William Perkins and the Making of a Protestant England. By W.B. Patterson. Pp.xi+265 Oxford: Oxford University Press, 2014. £65. 978-0199681525

         Reviewed in the Journal of Ecclesiastical History 67 (2016), pp.197-8.

W.B. Patterson’s William Perkins and the Making of a Protestant England is a first-rate study that fills a major historiographical gap by providing a long-awaited, well-researched, and extensive treatment of the life and of virtually all the major works of the English clergymen William Perkins. Building on the work of previous historians like R.T. Kendall and Ian Breward, it argues that Perkins was ‘the most important and influential contemporary theologian of the Elizabethan Church of England in advancing its teachings and values and in shaping the Protestant religious culture of the nation’ (p.63). Additionally, it ambitiously attempts to modify our view of Perkins’s churchmanship, by contending that Perkins ‘was not so much an Elizabethan Puritan as he was an apologist, perhaps the chief apologist, for the Church of England’ (p.40).

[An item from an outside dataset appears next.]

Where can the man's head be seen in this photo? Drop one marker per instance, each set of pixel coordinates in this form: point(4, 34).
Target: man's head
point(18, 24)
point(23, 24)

Chapter one sets up the rest of the work by providing a very helpful overview of the broader context of the Elizabethan period. Chapter two—undoubtedly the most controversial portion of the book—attempts to replace Perkins’s longstanding status as a puritan with the view that he was a deeply committed member of the Elizabethan Church. While chapter three analyzes how Perkins’s works on predestination and salvation were staple texts used by English and Continental churches, chapter four persuasively puts forward Perkins as ‘the principal founder of English Protestant casuistry’, who ‘brought casuistry out of the realm of professional clerical adjudication into the world of lay experience’ (p.113). Chapter five rejects Christopher Haigh and Peter Kauffman’s arguments that Perkins’s ‘plain style’ of preaching was received by his parishioners as academically rigid and pastorally shameful. Instead, it convincingly demonstrates that Perkins successfully ‘raise[d] up an educated preaching ministry in the Elizabethan Church’ (p.129). Chapter six illustrates how Perkins was a chiefly concerned to ‘confront the economic and social problems’ of his day (p.217). Chapter seven fruitfully examines Perkins’s anti-Catholicism, through the lens of the afterlife of A Reformed Catholike, and argues that its subsequent translations helped to preserve Perkins’s reputation as an anti-Catholic polemicist. Chapter eight highlights his ongoing influence in England, through both his republished works and the influential ministries of his protégés, including Samuel Ward and William Ames. Indeed, Perkins had (by Ian Green’s definition) more Protestant best sellers than ‘any other English religious writer during the long English Reformation’ (p.191).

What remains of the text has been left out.